Savioli Gabriele, Gri Nicole, Ceresa Iride Francesca, Piccioni Andrea, Zanza Christian, Longhitano Yaroslava, Ricevuti Giovanni, Daccò Maurizio, Esposito Ciro, Candura Stefano M
Emergency Department, Fondazione IRCCS Policlinico San Matteo, 27100 Pavia, Italy.
Niguarda Cancer Center, ASST Grande Ospedale Metropolitano Niguarda, Piazza dell'Ospedale Maggiore, 3, 20162 Milano, Italy.
J Clin Med. 2024 Apr 23;13(9):2466. doi: 10.3390/jcm13092466.
Carbon monoxide poisoning remains a leading cause of accidental poisoning worldwide (both at home and at work), and it is also a cause of suicidal poisoning. Such poisoning can arise following prolonged exposure to low levels of CO or following brief exposure to high concentrations of the gas. In fact, despite exposure limits, high safety standards, and the availability of CO alarms, nearly 50,000 people in the United States visit the emergency department each year due to poisoning. Additionally, CO poisoning in the United States causes up to 500 deaths each year. Despite the widespread nature of this form of poisoning, known about for centuries and whose damage mechanisms have been recognized (or rather hypothesized about) since the 1800s, early recognition, especially of late complications, and treatment remain a medical challenge. A well-designed therapeutic diagnostic process is necessary so that indication for hyperbaric or normobaric therapy is correctly made and so that patients are followed up even after acute exposure to diagnose late complications early. Furthermore, it is necessary to consider that in the setting of emergency medicine, CO poisoning can be part of a differential diagnosis along with other more frequent conditions, making its recognition difficult. The last thirty years have been marked by a significant increase in knowledge regarding the toxicity of CO, as well as its functioning and its importance at physiological concentrations in mammalian systems. This review, taking into account the significant progress made in recent years, aims to reconsider the pathogenicity of CO, which is not trivially just poisonous to tissues. A revision of the paradigm, especially as regards treatment and sequelae, appears necessary, and new studies should focus on this new point of view.

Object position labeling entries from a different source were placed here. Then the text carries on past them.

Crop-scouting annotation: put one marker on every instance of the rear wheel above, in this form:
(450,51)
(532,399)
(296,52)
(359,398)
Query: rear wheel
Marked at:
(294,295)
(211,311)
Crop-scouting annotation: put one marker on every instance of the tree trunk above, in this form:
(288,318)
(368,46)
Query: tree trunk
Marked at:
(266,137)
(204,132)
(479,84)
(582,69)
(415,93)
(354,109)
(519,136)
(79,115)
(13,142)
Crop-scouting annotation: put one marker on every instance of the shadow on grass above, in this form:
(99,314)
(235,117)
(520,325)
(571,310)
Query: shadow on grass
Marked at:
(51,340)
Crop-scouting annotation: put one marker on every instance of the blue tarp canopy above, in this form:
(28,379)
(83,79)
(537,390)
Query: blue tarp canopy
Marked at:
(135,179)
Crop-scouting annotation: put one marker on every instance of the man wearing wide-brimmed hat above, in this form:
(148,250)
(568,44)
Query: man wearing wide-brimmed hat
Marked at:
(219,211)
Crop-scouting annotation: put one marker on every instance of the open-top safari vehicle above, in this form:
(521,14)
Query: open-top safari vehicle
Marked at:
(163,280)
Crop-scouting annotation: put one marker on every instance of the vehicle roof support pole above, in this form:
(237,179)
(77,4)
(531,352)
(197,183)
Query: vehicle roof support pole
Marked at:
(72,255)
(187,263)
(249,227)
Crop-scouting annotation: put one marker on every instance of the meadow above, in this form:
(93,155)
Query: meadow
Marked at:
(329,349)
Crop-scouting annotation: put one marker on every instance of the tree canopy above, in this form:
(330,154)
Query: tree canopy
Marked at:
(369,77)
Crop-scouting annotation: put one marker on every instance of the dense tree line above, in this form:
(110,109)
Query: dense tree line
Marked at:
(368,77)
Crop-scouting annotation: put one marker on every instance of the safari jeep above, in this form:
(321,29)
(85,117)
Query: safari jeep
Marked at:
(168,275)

一氧化碳中毒仍然是全球范围内(包括家庭和工作场所)意外中毒的主要原因,也是自杀性中毒的一个原因。这种中毒可能在长期接触低水平一氧化碳或短时间接触高浓度该气体后发生。事实上,尽管有接触限值、高安全标准以及一氧化碳报警器,但在美国,每年仍有近5万人因中毒前往急诊科就诊。此外,美国每年有多达500人死于一氧化碳中毒。尽管这种中毒形式很普遍,几个世纪以来就已为人所知,其损伤机制自19世纪以来就已被认识(或者更确切地说是被假设),但早期识别,尤其是对晚期并发症的识别以及治疗仍然是一项医学挑战。需要一个精心设计的治疗诊断过程,以便正确确定高压或常压治疗的适应症,并确保即使在急性接触后也对患者进行随访,以便早期诊断晚期并发症。此外,有必要考虑到,在急诊医学环境中,一氧化碳中毒可能是鉴别诊断的一部分,与其他更常见的病症一起,这使得其识别变得困难。在过去三十年里,关于一氧化碳毒性、其作用以及在哺乳动物系统生理浓度下的重要性的知识有了显著增加。本综述考虑到近年来取得的重大进展,旨在重新审视一氧化碳的致病性,一氧化碳对组织的毒害并非微不足道。似乎有必要对范式进行修订,尤其是在治疗和后遗症方面,新的研究应关注这一新观点。